I agree Don, just seems some of the mods are really extensive (can't wait to get on those







)

Oooh, good mod Wolfwood...I'll have to consider that one. We have yellowjackets out here that would love to make it their home. Never considered it the last...just the first of many.

Thanks John, much appreciated


----------



## PDX_Doug (Nov 16, 2004)

Those are nice looking covers, Bison!








I wish they had had those at our HD when I was shopping. I'm happy with the ones we bought at Lowes, but like these more.

Happy Trails,
Doug


----------



## chetlenox (Feb 3, 2004)

Nice covers.

One thing I've had trouble with in my rig is that the vinyl flooring is just barely cut large enough to overlap the outside edge of the vent. I finally started "slipping past" the stock vent covers, so I got what I thought was slightly larger ones to cover a little better. Now, these supposedly larger (actually probably the same size) covers also have vinyl popping up around the outside. Last week I "glued down" the vinyl around the edge with vinyl flooring paste. Hopefully that works. If not, I'm going to have to figure out some sort of way to widen the vents themselves, maybe a thin metal "ring" to go around the outside.

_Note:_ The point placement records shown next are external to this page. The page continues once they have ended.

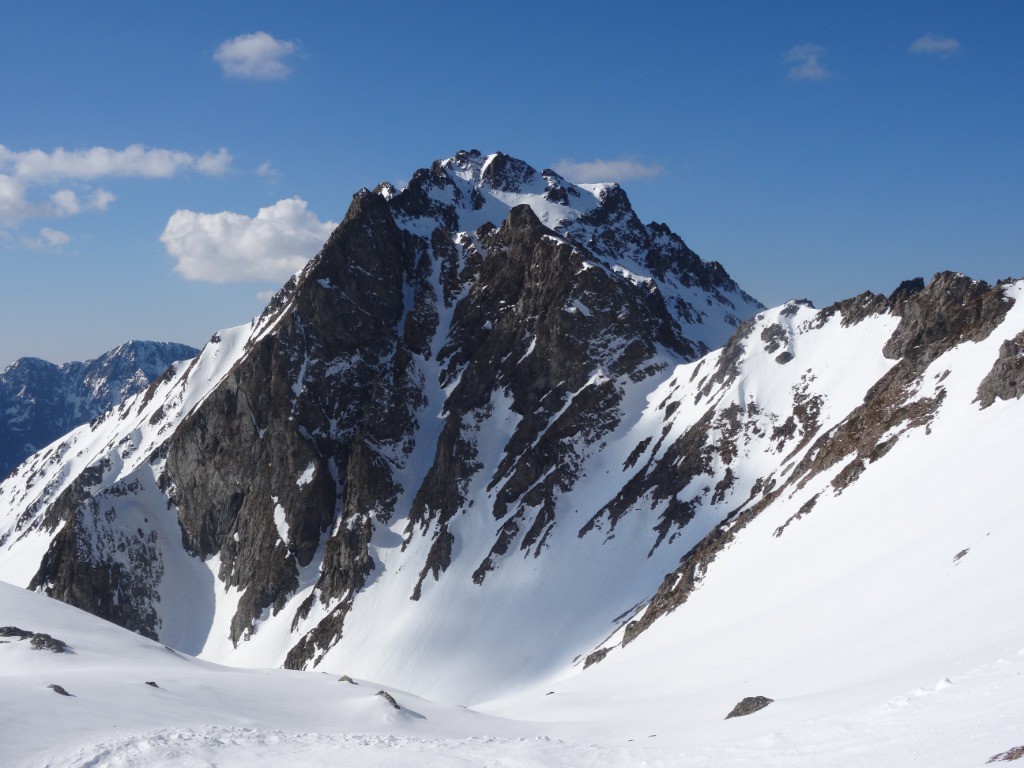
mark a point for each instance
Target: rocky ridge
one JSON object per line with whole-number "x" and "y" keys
{"x": 488, "y": 383}
{"x": 41, "y": 400}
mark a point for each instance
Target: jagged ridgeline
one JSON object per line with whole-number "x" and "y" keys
{"x": 40, "y": 400}
{"x": 475, "y": 433}
{"x": 457, "y": 355}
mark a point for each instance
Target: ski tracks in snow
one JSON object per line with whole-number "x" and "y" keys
{"x": 252, "y": 748}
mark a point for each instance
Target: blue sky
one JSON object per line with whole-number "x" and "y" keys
{"x": 816, "y": 150}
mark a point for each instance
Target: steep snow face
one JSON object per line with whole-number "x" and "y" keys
{"x": 416, "y": 412}
{"x": 883, "y": 619}
{"x": 40, "y": 401}
{"x": 464, "y": 461}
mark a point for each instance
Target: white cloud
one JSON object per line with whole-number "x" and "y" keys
{"x": 932, "y": 43}
{"x": 805, "y": 62}
{"x": 13, "y": 206}
{"x": 48, "y": 240}
{"x": 605, "y": 170}
{"x": 36, "y": 166}
{"x": 67, "y": 203}
{"x": 255, "y": 56}
{"x": 22, "y": 170}
{"x": 54, "y": 237}
{"x": 235, "y": 248}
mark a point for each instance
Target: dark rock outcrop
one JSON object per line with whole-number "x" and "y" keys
{"x": 749, "y": 706}
{"x": 40, "y": 400}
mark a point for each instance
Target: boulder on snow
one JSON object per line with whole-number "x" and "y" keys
{"x": 42, "y": 641}
{"x": 749, "y": 706}
{"x": 38, "y": 640}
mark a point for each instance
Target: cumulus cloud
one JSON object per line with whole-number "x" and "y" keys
{"x": 255, "y": 56}
{"x": 48, "y": 240}
{"x": 805, "y": 62}
{"x": 233, "y": 248}
{"x": 605, "y": 170}
{"x": 935, "y": 44}
{"x": 13, "y": 206}
{"x": 37, "y": 166}
{"x": 67, "y": 202}
{"x": 22, "y": 170}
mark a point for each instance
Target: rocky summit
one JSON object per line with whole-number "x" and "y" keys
{"x": 494, "y": 430}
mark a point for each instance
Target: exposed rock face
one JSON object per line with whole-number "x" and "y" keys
{"x": 40, "y": 401}
{"x": 749, "y": 706}
{"x": 1006, "y": 380}
{"x": 487, "y": 395}
{"x": 932, "y": 321}
{"x": 484, "y": 293}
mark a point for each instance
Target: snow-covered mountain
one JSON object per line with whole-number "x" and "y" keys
{"x": 40, "y": 400}
{"x": 479, "y": 449}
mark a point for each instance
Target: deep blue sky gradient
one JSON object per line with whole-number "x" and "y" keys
{"x": 895, "y": 166}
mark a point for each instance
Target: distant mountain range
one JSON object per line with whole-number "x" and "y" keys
{"x": 40, "y": 400}
{"x": 500, "y": 437}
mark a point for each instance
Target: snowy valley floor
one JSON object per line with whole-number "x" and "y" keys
{"x": 204, "y": 715}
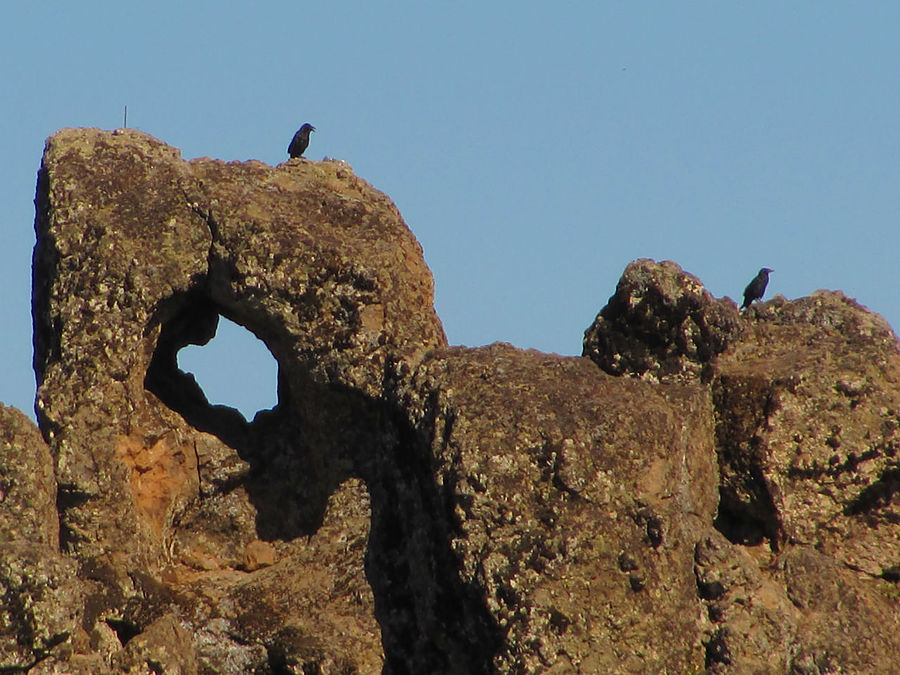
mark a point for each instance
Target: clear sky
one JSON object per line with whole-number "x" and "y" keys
{"x": 533, "y": 148}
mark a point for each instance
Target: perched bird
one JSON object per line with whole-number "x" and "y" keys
{"x": 300, "y": 140}
{"x": 757, "y": 287}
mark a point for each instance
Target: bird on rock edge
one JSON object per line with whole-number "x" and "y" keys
{"x": 300, "y": 140}
{"x": 757, "y": 287}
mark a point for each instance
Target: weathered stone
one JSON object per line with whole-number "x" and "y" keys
{"x": 410, "y": 507}
{"x": 661, "y": 325}
{"x": 548, "y": 472}
{"x": 41, "y": 603}
{"x": 27, "y": 484}
{"x": 808, "y": 409}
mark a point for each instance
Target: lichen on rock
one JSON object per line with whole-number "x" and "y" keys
{"x": 707, "y": 491}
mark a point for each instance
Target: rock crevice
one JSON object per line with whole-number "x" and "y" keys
{"x": 703, "y": 489}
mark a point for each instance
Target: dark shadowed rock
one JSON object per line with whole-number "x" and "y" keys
{"x": 661, "y": 325}
{"x": 548, "y": 472}
{"x": 408, "y": 507}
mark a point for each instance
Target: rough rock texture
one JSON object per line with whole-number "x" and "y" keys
{"x": 571, "y": 500}
{"x": 721, "y": 499}
{"x": 660, "y": 325}
{"x": 806, "y": 394}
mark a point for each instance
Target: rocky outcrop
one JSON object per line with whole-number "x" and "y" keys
{"x": 717, "y": 496}
{"x": 661, "y": 325}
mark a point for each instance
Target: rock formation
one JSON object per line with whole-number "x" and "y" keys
{"x": 703, "y": 491}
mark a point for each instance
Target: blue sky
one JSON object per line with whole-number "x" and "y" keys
{"x": 533, "y": 149}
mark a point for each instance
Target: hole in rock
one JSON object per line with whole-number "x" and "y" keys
{"x": 235, "y": 369}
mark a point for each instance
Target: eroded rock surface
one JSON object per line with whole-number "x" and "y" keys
{"x": 717, "y": 496}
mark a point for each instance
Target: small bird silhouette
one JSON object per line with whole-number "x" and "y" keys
{"x": 300, "y": 140}
{"x": 757, "y": 287}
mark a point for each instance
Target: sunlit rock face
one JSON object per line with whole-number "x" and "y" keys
{"x": 704, "y": 491}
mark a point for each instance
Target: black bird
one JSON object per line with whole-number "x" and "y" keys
{"x": 300, "y": 140}
{"x": 757, "y": 287}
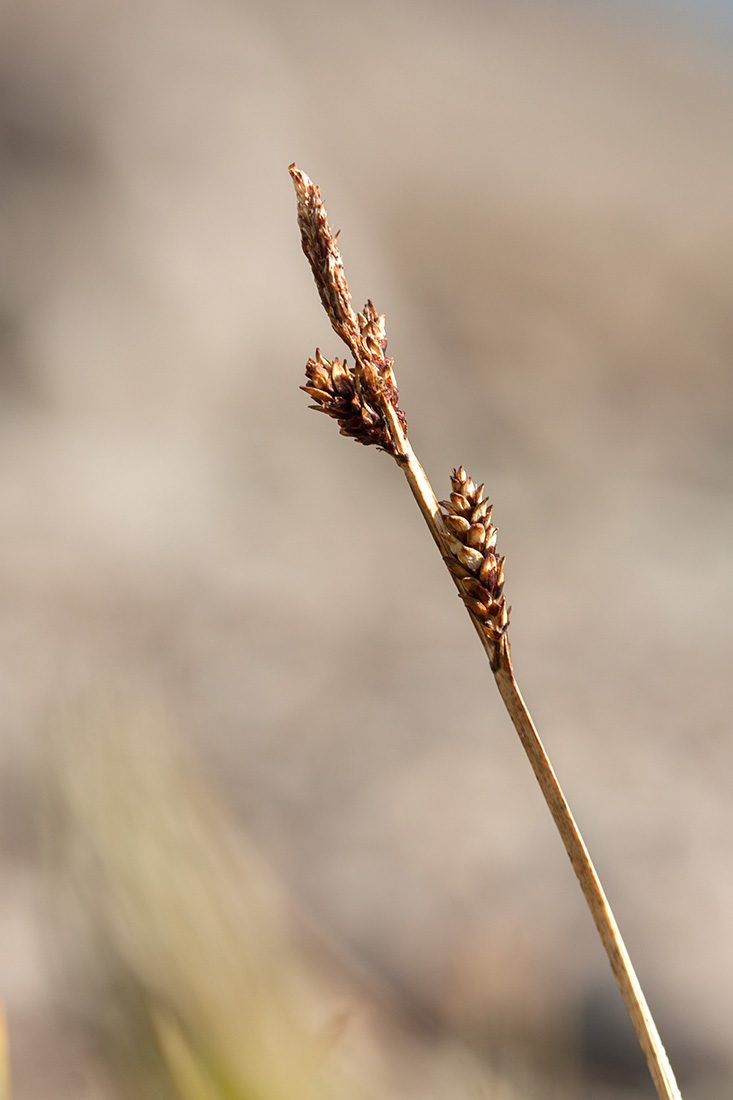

Ok, I'm not sure why I shared all that, it was barely related to your mod...









Chet.


----------



## tdvffjohn (Mar 10, 2005)

Its OK Chet, we know you feel better now for sharing


----------



## Fire44 (Mar 6, 2005)

They look great.....replacing the vents would be a 1/2 beer mod....but with the look of those vents..it would have to be a one full beer mod...
















Gary


----------



## Bison (Sep 12, 2006)

Thanks Doug...the wife actually found them (big surprise there), but there were only two left on the shelf. We ended up getting the employees to climb up a ladder to get a box tucked way in the back that my wife somehow spotted...I'll still never get that.

LMAO Chet...fortunately the vinyl was cut right up to the opening in the floor. You might try getting larger vents, it seems the hole in the floor is standard residential and get a larger lipped vent...or duct tape...that'll work too.

Thanks Gary...I think I actually had two


----------